We asked how long it took the first commercially drilled oil well to noticeably produce oil.
Put away those notorious images of thick black crude gushing from a high-pressure well. It took an overnight break in drilling for the original Titusville well to trickle out a noticeable amount of crude.
On Aug. 27, 1859, workers for the Pennsylvania Rock Oil Company broke off drilling in the well when the drill bit slipped into an underground crevice. The next day, workers examining the water-filled drilling pipe noticed a film of oil on top. The well had indeed struck oil the day before, but so little of it that no one could tell at first. When the original well was expanded to production levels, it still produced only a few barrels of oil per day during its entire service life.

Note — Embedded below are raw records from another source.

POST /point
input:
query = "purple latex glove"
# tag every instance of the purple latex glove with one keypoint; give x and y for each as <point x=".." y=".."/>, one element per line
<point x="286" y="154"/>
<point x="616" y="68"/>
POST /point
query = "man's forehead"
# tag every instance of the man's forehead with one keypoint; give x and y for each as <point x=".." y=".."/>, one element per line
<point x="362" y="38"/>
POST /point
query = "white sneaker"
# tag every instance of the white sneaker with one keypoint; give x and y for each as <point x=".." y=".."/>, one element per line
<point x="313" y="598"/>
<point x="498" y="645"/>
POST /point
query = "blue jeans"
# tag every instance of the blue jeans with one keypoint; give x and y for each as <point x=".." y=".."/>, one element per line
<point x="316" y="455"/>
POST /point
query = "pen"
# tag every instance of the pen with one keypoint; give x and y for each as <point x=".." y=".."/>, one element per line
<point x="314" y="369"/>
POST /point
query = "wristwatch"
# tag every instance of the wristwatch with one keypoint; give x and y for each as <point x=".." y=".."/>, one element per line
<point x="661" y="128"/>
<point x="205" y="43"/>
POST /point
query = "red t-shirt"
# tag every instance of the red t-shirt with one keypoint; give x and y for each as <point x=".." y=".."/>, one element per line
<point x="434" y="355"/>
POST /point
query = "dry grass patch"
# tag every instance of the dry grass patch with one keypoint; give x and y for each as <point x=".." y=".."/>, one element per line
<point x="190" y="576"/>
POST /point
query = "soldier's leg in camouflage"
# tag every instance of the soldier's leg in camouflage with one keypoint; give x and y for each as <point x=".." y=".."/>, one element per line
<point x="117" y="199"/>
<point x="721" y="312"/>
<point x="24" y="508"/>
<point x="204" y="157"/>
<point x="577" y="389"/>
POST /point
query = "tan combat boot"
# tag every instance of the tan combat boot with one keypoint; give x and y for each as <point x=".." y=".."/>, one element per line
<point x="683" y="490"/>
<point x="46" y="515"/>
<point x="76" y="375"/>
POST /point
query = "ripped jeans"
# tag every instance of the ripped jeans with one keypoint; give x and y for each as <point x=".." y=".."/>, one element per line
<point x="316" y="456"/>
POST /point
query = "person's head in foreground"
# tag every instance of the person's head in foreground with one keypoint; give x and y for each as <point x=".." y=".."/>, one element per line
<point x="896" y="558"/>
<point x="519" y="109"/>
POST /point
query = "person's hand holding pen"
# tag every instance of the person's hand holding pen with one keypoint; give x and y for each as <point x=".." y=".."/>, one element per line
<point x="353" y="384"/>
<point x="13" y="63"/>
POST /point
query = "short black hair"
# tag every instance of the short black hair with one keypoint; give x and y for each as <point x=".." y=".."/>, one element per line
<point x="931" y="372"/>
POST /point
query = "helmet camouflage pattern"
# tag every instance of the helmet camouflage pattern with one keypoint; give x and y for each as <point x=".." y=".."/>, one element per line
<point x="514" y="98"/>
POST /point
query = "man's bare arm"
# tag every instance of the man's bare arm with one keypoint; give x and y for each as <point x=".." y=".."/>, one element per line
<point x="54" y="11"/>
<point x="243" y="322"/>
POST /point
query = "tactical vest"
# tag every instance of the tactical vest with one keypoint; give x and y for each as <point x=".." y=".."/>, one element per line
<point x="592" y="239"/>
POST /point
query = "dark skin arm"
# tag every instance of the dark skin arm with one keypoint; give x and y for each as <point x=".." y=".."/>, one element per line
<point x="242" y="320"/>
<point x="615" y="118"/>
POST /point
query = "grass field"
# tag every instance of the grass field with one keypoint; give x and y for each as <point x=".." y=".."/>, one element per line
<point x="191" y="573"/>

But the petroleum industry was born that day. The Titusville well demonstrated that drilling for oil, rather than using pit excavation, could legitimately access and extract underground reserves. Ironically, the project lead, "Colonel" Edwin Drake, drilled the well in technical violation of his investors' instructions. Drake received written instructions to abandon his debt-ridden and widely panned enterprise, but the letter didn't reach him until after the well struck oil. Had the letter arrived sooner, commercial petroleum production might have been delayed by years.
Drake's success set off an "oil rush" to Pennsylvania that was comparable to—but far more restrained than—the California gold rush. Petroleum soon arrived on the scene as a cheap fuel oil and lubricant, paving the way for increased mechanical industrialization across the United States and the world. And we owe it all to a tiny well in Pennsylvania that produced just enough oil, just in time.